Em Trilogia – O Vale dos Lamentos , Angelopoulos revela através da câmera. Muitas seqüências, por exemplo, se descortinam diante do espectador como longos painéis. O cineasta começa mostrando planos gerais mas, aos poucos, passa a aproximar lentamente a câmera para destacar detalhes difíceis de serem percebidos de outro modo. Nesse sentido, é uma câmera que dirige o olhar do espectador, que mostra para o que se “deve” atentar, deixando claro, em certos momentos, que o importante está no fundo da imagem. Há um jogo entre o geral e o particular, o grandioso e o intimista que atravessa Trilogia – O Vale dos Lamentos , saga em tom menor de Theo Angelopoulos. A duplicidade também transparece na música. Nos momentos mais festivos, traz à tona sentidos de integração e resistência; em outros, chega como uma canção antiga evocando lembrança e saudade. Estas articulações ajudam o filme a não enveredar pela impessoalidade que, às vezes, assombra o gênero épico, ainda que, à medida que a projeção avança, o derramamento emocional abale, em parte, a força trágica e a simbiose entre as personagens e a História se torne mais esquemática.

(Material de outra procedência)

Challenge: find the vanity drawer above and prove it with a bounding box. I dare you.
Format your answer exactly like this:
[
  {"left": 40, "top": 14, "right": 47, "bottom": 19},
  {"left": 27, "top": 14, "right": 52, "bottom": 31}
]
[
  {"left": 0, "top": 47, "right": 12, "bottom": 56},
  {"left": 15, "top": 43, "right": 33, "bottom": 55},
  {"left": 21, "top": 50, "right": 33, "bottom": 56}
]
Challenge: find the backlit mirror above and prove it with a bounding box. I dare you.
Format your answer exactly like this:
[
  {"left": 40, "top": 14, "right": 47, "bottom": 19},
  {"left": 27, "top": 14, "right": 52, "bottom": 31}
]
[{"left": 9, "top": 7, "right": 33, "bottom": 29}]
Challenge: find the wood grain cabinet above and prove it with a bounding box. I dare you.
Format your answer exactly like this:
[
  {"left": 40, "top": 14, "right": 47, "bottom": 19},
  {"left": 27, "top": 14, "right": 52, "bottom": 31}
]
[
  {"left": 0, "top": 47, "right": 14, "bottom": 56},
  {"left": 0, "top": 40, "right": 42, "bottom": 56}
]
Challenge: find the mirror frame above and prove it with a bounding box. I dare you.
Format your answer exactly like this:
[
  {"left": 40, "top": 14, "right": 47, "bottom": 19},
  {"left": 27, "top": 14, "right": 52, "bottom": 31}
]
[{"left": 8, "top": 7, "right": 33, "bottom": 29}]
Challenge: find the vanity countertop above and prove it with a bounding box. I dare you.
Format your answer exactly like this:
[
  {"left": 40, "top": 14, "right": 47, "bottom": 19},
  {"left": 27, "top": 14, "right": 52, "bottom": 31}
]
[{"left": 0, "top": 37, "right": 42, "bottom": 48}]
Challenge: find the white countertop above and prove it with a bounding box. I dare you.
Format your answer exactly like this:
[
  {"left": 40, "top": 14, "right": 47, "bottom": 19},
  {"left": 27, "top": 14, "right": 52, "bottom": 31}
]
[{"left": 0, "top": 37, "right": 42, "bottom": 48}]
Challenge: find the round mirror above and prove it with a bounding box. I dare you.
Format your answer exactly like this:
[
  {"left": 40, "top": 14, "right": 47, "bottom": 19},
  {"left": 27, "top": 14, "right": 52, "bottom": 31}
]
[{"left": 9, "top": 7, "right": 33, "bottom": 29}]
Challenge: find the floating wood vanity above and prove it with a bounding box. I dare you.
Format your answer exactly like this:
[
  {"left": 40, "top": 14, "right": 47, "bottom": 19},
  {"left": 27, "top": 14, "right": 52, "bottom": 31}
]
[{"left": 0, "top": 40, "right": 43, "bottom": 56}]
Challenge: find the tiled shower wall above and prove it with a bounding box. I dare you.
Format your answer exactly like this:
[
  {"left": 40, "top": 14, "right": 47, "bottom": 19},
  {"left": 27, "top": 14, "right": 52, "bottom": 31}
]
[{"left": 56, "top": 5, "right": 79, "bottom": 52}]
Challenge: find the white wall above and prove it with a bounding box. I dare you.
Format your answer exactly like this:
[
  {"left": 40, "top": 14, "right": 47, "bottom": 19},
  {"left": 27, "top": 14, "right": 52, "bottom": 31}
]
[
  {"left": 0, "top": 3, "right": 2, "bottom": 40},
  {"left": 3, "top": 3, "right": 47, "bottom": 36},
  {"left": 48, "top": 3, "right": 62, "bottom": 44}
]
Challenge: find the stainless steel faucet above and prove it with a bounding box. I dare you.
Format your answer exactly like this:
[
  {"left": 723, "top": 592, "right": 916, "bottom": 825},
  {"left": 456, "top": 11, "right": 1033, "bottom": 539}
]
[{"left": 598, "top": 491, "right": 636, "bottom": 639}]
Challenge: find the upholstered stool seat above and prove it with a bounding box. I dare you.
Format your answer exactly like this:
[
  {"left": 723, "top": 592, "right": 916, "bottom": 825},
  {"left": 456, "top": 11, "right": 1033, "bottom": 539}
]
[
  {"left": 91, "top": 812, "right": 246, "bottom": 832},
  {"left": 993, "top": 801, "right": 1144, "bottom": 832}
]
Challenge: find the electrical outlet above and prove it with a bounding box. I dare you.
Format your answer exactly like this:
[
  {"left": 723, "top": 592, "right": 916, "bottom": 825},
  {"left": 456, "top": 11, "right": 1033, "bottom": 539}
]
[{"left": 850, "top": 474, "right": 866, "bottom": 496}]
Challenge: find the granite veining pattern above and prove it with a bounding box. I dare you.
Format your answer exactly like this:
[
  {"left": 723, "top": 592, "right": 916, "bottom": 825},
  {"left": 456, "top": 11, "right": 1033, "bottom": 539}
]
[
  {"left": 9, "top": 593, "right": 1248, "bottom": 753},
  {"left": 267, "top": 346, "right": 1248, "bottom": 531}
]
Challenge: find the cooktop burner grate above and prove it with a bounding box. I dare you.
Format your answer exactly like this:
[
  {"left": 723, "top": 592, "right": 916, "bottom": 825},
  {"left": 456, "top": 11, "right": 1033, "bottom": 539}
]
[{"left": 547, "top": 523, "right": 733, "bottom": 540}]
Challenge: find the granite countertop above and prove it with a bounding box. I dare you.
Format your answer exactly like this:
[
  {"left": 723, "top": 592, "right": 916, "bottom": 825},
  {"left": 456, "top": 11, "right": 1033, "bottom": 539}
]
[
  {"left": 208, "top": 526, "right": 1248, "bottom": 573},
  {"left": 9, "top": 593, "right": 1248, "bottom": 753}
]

Em todo caso, quem conhece trabalhos anteriores do diretor encontrará aqui uma série de elementos familiares. Um deles é a importância do teatro, não só como espaço físico (em determinado momento, Eleni e Alexis, os protagonistas, encontram refúgio num grande teatro) mas também como exercício de gênero (a tragédia). O diretor retorna também com a viagem sem rumo de dois personagens (como no belíssimo Paisagem na Neblina ), contada na tela grande através de cores esmaecidas (destaque para preto, branco e azul acinzentado) próprias a uma constante e eterna paisagem invernal.